Największą popularność przyniosła mu "Brzydula", później była główna rola w "Prosto w serce". W między czasie Filip Bobek przewiną się przez plany takich produkcji, jak "Barwy szczęścia", "Magda M.", "Na dobre i na złe", "Pensjonat pod różą", "Hotel 52" czy "Na Wspólnej". I choć na swoim koncie ma również role w filmach, takich, jak "Weekend" Cezarego Pazury, "Sala samobójców" czy "80 milionów", to bez wątpienia serialom właśnie zawdzięcza swój obecny status gwiazdy.

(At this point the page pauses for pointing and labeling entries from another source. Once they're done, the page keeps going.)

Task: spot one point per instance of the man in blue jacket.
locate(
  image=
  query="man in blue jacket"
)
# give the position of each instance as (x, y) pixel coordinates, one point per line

Jednak w wywiadzie udzielonym magazynowi "Gala", Filip Bobek wyznał, że bardzo nisko ceni polskie produkcje i nie znosi, kiedy nazywa się go aktorem serialowym:
Nie lubię określenia aktor serialowy. W Stanach nie miałbym nic przeciwko temu. Widziałaś amerykańskie seriale? Chętnie zagrałbym w takiej produkcji. Niektóre z nich mają na odcinek większy budżet, niż w Polsce przeznacza się na film kinowy. A pieniądze oprócz rozmachu, scenografii to także więcej czasu na zdjęcia.
W dalszej części swojej wypowiedzi Bobek żali się na warunki pracy jakie panują na planie polskich produkcji:
U nas czasami gra się nie parę scen dziennie, tylko kilkanaście. Moim hitem było 21 scen. Jeżeli pracujesz w takim trybie, nie ma szans, że będziesz naprawdę zadowolony z jakości swojej pracy.
Jak sądzicie, czy aktorowi, który swoją sławę zawdzięcza rolom serialowych amantów przystoi krytykować poziom polskich produkcji?
Jak tak można zmanipulować słowa aktora. Może autor powyższego dzieła wróci do wywiadu w Gali, ponownie go przeczyta i uczciwie powie o czy mówił F.Bobek. Wypowiedz dot. warunków pracy aktorów w serialach - to nie "krytyka polskich produkcji". Nawet tytuł jest żenująco nieprawdziwy. A fe ...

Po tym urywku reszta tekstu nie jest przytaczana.